F) Une autre dimension de la communion qui assume une importance spéciale de nos jours est la communion avec la planète et avec tout le cosmos. Appelé à l'unité, le moine est par vocation sensible aux liens qui le relient à la création tout entière, sortie comme un tout des mains et de l'amour du même créateur. Préoccupé de restaurer tout à l'harmonie initiale d'avant le péché, le moine se préoccupe aussi de restaurer l'harmonie entre lui-même et la nature exploitée et en péril. Une attitude qui implique le rejet de la consommation sans contrôle des ressources et oblige donc à des choix économiques concrets.

Conclusion

Comme je le disais au début, plutôt qu'un traité spirituel b ien élaboré sur la réalité de la communion, j'ai préféré vous offrir quelques réflexions personnelles sur la communion, telle que je la perçois dans sa réalisation concrète d'aujourd'hui. De telles réflexions, bien sûr, sont toutes subjectives.
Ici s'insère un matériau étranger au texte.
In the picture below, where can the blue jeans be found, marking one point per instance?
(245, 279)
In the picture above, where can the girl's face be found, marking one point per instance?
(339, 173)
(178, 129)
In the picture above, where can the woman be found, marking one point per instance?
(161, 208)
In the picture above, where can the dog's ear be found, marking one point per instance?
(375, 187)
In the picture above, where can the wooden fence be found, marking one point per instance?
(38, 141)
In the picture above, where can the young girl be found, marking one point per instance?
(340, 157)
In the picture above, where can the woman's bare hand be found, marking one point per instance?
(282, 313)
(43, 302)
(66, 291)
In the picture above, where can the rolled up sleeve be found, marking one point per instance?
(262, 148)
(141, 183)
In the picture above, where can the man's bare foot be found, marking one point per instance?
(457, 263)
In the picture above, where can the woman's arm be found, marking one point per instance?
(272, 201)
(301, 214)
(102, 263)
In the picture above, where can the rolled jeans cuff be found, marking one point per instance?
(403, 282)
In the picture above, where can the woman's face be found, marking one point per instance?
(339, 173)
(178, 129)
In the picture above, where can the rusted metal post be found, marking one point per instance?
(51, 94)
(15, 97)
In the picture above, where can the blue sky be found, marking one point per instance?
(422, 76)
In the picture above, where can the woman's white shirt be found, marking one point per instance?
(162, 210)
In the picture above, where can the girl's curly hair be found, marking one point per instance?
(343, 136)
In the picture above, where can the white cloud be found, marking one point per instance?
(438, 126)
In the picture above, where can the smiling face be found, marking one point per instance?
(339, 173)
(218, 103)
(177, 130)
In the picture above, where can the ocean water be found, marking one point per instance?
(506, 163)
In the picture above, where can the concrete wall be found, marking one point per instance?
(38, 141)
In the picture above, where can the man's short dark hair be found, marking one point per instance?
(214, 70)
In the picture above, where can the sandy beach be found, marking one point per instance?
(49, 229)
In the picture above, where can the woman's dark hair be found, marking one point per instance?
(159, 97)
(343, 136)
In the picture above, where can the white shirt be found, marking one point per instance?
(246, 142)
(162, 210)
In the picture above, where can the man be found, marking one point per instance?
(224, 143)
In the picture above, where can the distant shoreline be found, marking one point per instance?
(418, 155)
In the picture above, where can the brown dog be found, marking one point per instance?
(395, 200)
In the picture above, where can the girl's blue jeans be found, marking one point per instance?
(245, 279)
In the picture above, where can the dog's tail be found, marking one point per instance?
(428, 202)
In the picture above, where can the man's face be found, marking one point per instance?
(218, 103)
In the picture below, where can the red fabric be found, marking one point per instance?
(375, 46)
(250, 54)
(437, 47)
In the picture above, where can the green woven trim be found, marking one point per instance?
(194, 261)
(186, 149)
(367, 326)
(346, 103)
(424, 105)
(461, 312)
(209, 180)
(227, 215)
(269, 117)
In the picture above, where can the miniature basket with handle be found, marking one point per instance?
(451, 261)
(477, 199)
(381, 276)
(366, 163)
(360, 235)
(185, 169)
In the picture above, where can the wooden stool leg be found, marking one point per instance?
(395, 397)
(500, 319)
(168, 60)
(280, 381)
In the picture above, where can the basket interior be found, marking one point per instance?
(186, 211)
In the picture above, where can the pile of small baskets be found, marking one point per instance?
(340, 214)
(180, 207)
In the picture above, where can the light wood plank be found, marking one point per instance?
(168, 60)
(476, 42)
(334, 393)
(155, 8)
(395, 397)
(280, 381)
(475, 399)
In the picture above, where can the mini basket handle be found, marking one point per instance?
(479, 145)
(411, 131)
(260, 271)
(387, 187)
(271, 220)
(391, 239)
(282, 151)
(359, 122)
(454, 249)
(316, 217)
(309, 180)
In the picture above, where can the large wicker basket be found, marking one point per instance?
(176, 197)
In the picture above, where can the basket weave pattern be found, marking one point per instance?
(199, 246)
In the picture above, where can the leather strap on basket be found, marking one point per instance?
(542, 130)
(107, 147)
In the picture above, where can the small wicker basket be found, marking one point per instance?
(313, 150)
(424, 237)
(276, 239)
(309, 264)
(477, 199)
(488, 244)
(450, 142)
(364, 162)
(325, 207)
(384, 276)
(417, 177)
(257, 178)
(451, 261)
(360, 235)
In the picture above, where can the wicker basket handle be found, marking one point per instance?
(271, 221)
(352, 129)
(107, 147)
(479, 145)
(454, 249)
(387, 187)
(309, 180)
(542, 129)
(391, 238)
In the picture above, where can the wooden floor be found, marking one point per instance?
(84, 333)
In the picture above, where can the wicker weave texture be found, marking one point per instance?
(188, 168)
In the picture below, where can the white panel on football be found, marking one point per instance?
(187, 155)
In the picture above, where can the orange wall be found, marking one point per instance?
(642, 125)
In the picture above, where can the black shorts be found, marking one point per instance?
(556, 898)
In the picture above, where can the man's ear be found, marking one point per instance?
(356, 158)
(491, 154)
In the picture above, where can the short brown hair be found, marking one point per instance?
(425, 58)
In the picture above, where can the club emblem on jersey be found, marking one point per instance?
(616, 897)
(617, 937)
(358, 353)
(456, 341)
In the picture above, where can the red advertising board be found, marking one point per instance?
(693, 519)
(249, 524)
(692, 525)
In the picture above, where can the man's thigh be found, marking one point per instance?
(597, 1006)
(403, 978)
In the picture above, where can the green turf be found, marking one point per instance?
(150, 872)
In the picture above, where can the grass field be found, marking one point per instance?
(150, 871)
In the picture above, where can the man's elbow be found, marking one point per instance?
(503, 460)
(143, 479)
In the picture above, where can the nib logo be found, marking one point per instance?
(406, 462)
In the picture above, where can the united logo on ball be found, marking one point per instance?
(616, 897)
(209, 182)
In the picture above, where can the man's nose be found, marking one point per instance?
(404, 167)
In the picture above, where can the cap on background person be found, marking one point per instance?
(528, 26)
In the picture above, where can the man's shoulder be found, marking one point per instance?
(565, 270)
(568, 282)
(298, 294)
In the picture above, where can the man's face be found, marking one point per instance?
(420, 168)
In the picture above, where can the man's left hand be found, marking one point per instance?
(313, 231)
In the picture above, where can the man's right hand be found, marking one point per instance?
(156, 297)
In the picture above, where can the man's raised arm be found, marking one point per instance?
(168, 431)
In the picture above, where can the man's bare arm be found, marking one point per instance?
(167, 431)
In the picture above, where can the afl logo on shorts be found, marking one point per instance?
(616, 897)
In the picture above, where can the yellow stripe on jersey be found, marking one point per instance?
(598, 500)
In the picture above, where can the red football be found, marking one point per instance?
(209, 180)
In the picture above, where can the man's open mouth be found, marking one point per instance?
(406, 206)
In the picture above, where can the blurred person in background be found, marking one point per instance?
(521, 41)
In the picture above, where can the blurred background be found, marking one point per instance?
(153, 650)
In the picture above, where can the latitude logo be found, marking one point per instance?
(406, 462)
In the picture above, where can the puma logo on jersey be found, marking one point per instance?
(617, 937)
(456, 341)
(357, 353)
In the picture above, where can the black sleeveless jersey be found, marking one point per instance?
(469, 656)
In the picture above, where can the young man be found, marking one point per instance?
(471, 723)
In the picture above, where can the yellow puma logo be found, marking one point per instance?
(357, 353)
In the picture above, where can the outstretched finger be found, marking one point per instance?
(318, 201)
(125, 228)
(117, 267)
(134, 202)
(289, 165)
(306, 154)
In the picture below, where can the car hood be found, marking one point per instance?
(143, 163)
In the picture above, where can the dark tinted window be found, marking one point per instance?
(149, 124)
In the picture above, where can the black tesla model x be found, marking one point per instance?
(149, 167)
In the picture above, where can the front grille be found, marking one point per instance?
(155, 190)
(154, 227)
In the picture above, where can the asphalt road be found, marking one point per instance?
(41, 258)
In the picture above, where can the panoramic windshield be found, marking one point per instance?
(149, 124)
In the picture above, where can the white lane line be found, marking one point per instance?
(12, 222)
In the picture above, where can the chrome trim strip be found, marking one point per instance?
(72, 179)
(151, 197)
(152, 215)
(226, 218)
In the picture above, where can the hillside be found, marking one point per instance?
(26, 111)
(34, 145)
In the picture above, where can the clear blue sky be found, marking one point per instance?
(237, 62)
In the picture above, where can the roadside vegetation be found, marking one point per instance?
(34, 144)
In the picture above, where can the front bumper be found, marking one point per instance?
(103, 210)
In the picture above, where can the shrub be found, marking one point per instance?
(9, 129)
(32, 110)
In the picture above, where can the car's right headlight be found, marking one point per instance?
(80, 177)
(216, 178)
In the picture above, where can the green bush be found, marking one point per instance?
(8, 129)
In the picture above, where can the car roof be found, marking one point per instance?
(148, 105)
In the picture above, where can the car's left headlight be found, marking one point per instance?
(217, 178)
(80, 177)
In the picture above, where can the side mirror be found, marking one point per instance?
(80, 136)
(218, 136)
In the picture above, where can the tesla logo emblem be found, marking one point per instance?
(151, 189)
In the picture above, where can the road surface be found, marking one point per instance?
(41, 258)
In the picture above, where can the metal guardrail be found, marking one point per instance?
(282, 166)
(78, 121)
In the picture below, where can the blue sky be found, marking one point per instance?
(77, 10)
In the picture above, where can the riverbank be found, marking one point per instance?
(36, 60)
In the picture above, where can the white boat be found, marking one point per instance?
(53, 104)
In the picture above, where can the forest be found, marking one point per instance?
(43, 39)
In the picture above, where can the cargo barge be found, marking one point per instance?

Mais je pense pouvoir dire qu'elles sont nées de la communion: de ma communion avec l'Église et avec la grande famille bénédictine comme avec le monde d'aujourd'hui, mais avant tout -- du moins je l'espère -- de ma communion avec Dieu.

1. Texte d'une conférence prononcée devant un groupe de bénédictins et bénédictines de Rome à l'Abbaye primatiale de Saint-Anselme à Rome le 20 mars 1996. Traduit de l'italien.